Scientist portrait
Changing power structures with law
Judith Wyttenbach is a specialist in constitutional and international law. She sees the law as an instrument for changing power structures – and not as dry as many people think. As a mother, however, she sometimes wishes she had a 36-hour day.
About the person
Prof. Dr. Judith Wyttenbach
studied at the Universities of Basel and Bern. She completed her doctorate with a dissertation on the state's fundamental rights protection obligations in favor of children and young people and habilitated with a paper on the implementation of human rights conventions in federal states.
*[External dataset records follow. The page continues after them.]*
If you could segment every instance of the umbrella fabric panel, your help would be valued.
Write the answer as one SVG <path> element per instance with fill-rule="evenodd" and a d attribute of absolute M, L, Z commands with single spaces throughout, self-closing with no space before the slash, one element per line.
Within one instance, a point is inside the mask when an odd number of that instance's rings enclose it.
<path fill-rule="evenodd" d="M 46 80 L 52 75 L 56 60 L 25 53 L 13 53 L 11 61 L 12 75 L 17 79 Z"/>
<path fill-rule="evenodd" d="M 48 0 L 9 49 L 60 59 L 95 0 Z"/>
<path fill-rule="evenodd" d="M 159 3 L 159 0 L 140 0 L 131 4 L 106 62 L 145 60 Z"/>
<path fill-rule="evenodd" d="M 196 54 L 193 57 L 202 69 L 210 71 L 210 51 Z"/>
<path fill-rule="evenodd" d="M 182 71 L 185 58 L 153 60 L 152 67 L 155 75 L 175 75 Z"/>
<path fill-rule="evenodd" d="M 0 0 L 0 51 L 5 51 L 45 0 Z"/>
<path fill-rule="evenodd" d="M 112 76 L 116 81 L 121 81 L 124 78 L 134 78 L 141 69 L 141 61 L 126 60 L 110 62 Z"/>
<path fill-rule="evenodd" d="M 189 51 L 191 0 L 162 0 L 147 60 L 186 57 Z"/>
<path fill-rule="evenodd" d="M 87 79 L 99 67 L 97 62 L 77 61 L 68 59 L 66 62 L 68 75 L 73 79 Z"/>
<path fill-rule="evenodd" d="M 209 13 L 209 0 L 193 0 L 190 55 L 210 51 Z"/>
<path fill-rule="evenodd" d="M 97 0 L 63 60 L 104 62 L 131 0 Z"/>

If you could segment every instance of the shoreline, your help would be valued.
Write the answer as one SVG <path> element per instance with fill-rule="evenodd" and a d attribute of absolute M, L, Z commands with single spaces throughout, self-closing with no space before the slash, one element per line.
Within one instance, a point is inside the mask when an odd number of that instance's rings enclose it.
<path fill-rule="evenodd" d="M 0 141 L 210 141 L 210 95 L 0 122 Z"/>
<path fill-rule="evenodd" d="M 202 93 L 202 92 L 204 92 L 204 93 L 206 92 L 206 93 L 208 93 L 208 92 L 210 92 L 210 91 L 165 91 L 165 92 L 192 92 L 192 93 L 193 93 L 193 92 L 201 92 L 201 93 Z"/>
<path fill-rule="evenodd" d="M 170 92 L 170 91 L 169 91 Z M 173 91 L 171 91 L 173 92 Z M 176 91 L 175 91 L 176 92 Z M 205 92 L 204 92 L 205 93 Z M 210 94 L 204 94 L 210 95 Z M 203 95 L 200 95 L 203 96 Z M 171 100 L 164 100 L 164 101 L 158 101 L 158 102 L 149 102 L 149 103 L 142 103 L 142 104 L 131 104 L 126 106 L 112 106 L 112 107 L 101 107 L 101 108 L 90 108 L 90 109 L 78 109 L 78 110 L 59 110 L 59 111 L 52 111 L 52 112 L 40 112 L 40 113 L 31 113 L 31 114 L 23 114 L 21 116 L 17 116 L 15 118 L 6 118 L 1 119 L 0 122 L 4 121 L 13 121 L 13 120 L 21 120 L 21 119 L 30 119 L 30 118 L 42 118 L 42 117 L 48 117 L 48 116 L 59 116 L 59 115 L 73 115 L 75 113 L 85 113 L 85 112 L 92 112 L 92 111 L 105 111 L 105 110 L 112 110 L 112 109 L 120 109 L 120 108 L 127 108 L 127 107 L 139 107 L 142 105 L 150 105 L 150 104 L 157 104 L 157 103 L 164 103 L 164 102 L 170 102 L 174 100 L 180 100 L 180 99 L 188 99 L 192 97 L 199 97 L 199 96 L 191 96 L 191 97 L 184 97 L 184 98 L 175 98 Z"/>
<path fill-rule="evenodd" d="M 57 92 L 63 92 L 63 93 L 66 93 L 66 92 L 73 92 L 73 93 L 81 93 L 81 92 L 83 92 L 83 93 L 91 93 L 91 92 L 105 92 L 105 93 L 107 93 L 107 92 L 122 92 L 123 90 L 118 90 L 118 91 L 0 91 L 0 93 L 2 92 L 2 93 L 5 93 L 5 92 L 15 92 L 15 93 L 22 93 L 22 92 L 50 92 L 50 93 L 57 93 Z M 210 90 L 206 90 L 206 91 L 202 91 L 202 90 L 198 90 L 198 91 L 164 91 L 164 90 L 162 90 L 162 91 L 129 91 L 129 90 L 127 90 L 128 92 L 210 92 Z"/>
Judith Wyttenbach is a member of the scientific advisory board of the Interdisciplinary Center for Gender Studies at the University of Bern (IZFG), a board member of the Swiss Judges' Academy (CAS Judikative), the Bar Examination Commission of the Canton of Bern and the Swiss Section of the International Commission of Jurists (ICJ). Since 2024, she has been a Swiss expert on the Advisory Committee on the Council of Europe Framework Convention for the Protection of National Minorities.
From 2007 to 2019, she was a member of the Federal Commission for Women's Issues (FCWI) and from 2016 to 2022, she was a member of the board of the Swiss Competence Center for Human Rights (SCCHR), specializing in gender policy and the police and justice system.